Like with every holiday, your time and budget has an upper limit. Speak to a travel expert to make sure that you maximize based on your preferences. Jordan offers you so much. Unless you have unlimited time and money, you need to pre-plan your trip. It is impossible to create a “Top Things list” without considering your target audience. So, I am assuming that you are a family of four – your children are 8 to 12 years, and part of your holiday purpose is to bound as a family.
Petra by Night – yes, you must visit Pet By Jean-Marc Flambert
- Petra by Night – This experience this offered 3 days a week (Monday, Wednesday, Thursday) and involves candles, a local musician and storytelling. You enter the Siq (winding passage way, at times 3 metres wide and with rock going up to 100 feet on either side – created by a movement in a tectonic plate) guided by candle light. Walking along the Siq in silence, holding hands as a family is very spiritual – somehow connected with nature. When you arrive at the Treasury, you can enjoy a performance lit by the flicker of 1,500 candles. Make sure to bring warm clothes, a snack (sugar boost) and a torch (flash light). You may want to have an afternoon nap to charge those batteries.

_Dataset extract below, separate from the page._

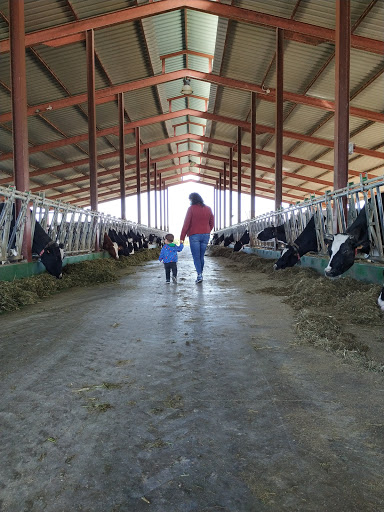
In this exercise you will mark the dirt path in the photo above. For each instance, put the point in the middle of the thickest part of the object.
(172, 398)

- Petra covers a large area (2,640 acres) – It is not just about the Treasury, but walking along the Siq to get there and then going beyond to explore an entire city. You must take a guide to really get the most out of the experience. Allow for 2 days and invite your driver to pick you up on the other side so that you don’t end up walking back 2 hours on the same track. Start the visit early to avoid the strong sun and the crowds, and bring money to enjoy refreshments along the way. You may be tempted to take a horse and cart to save time, and you can as the animals are well looked after, but walking allows you to appreciate it more. Why not create a check list of places to look out for and invite your children to tick as they go along. (example : camel, horse and cart, water canals along the Siq, Treasury, (perhaps you can create a list for down load).

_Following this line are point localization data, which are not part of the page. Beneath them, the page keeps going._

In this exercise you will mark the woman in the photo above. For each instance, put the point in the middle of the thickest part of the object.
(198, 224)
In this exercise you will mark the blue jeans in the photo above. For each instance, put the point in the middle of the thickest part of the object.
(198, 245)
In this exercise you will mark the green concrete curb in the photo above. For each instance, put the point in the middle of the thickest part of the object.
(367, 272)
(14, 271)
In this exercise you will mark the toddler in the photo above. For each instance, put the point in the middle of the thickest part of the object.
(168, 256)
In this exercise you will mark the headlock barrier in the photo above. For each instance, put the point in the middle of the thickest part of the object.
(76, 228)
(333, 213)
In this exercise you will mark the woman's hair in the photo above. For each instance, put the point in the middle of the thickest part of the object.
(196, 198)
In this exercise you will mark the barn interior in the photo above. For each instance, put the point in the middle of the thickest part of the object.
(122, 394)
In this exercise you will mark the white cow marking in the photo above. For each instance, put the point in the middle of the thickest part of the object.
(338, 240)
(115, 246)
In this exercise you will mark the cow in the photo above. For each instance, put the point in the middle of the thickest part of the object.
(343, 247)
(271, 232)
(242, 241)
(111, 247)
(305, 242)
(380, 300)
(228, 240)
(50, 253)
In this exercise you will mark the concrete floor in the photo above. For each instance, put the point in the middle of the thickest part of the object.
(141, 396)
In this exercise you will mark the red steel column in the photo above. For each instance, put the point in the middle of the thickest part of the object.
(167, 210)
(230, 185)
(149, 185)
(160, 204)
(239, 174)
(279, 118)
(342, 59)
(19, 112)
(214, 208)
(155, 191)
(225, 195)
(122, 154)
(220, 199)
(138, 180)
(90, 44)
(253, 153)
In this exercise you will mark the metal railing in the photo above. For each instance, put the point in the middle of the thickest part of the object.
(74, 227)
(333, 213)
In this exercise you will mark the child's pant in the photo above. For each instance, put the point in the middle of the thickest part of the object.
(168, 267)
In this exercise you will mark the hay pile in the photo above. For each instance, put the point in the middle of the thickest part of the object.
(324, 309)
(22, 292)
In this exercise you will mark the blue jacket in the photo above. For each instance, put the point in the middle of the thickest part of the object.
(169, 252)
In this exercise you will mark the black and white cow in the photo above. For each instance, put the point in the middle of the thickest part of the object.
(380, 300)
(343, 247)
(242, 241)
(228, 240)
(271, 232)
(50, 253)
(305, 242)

- Wadi Rum is not just another desert. It is the home of Bedouin communities with a unique way of life and a warm and charming outlook despite the harsh environment. Ensure you arrive early to be part of the “Zarb” preparation a few hours before dinner. Wake up 20 mins before sunrise to position yourself to watch the sunrise and explore the desert by horse, camel or in a jeep. Invite someone to take a picture of you and your family looking at the sunrise (from both angles). When you go on safari, take a change of socks, a mask or scarf to block out the flying dust (eyes and nose need protecting). Also take a cardboard box (flat packed) to use as a slide down the sand.
- That you are hot enough to want a cool dip. Take a change of clothes (including shoes) and a towel
- Aqaba – This port town and beach resort is a must visit. Allows you to relax, rejuvenate mid-way through the door and enjoy some outdoor dining. They will really enjoy the Red Sea after the desert. Be sure to bring enough sun block. If they have not tried before, a great time to learn how to snorkel (perhaps practice a few times in your bath tub before your trip).
- Dead Sea – Nothing can prepare a child (or an adult for the experience). It is simply unbelievable and fun. Bring some props with you to take the fun pictures, and have an adult on the shoe with camera capturing the funny moments.
- Wadi Al Mujib or Wadi Mukheiris – Jordan is largely dessert, and especially after a visit to Wadi Rum, experiencing the refreshing water is really welcome. Take a picnic with you, so you can stop and watch the water carve the rock millimetre at a time. If you are travelling November to March, you may want to head off at lunch time to ensure it is warm enough to make your child want to jump in the cool refreshing waters.